While her family originated from Mount Hood, they also owned this land in eastern arid Oregon. It was August, and after a week together in the wet, Willamette Valley, we kicked off our cross country road trip in her 1987 5 speed lemon Toyota Tercel station wagon. Our plan was to spend a couple days in the desert. There, I broke in a new pair of boots bought the previous month in the Middle East, blistering my right heal to the bone on a long rocky hike. We learned how to change a tire in Oregon’s dust too. Anna’s mom demanded we prepare, get to know the donut, wheel, nut, wrench before driving two thousand miles back to school in Asheville, North Carolina. Both seniors, previously content relying on our bikes to navigate blooming academic careers, my Love was about to begin nine months of student teaching and needed a vehicle.

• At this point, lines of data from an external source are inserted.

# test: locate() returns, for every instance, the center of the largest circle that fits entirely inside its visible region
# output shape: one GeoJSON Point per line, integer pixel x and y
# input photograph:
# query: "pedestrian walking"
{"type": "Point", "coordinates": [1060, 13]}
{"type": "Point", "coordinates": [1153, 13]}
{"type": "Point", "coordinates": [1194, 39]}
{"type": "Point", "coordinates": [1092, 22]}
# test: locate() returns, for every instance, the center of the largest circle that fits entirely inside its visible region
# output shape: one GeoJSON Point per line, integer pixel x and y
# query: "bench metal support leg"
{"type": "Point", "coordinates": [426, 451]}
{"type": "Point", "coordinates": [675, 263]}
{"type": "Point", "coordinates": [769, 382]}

Oregon was a new beginning. A start of adulting in starchy, tall, structured ways. The dryness of our last days there a measurement and metaphor for how intensely we’d now have to compete and collaborate for light, water, nutrients, success. Like this new stage of life, the Pacific northwest was unfamiliar. I’d only visited the year prior just months after Anna and I started dating as our junior year ended. Everything about the western part of the state was wet, green, fecund, wild. I remember eating snap peas and raspberries out of her mom’s garden, greens up to my shoulders. Both of her parents lived simply. The values they’d passed along to their four kids apparent in their small homes and indigenous leaning ways of knowing the land, using only what they needed.

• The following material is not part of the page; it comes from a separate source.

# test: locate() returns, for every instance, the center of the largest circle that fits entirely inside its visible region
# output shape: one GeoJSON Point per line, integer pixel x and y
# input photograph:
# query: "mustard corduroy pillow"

It was 1999, and I drank in every new opportunity that presented itself. In July, I studied in Palestine and Israel. A dream since I was in fifth grade, the land there is similar to Oregon. Rocky, bone dry and brittle trees like cypress and juniper dot the horizon across the region. Outside of the ecumenical school I stayed at, living with Jews, Christian and Muslim k-12 students, I walked empty river beds. Yet a lushness followed us as we learned about peace from a Palestinian priest who’d given his life to mending the conflicts of sacred land. I remember most the emotional fires there- people fighting for freedom all around us and the celebratory noise of weddings that stretched from sundown to sunrise weeks at a time.

Fire is about rebirth. During August, this time of harvest, as acres and acres burn across North America, I’m reading Finding the Mother Tree by Suzanne Simard. Suzanne is the foremost expert in plant communication and intelligence. She’s proven trees are not simply a source of timber or pulp but are a complicated, interdependent circle of life. Her work has elevated the ideas that forests are social, cooperative creatures connected through underground networks by which trees communicate their vitality and vulnerabilities with communal lives no different from our own.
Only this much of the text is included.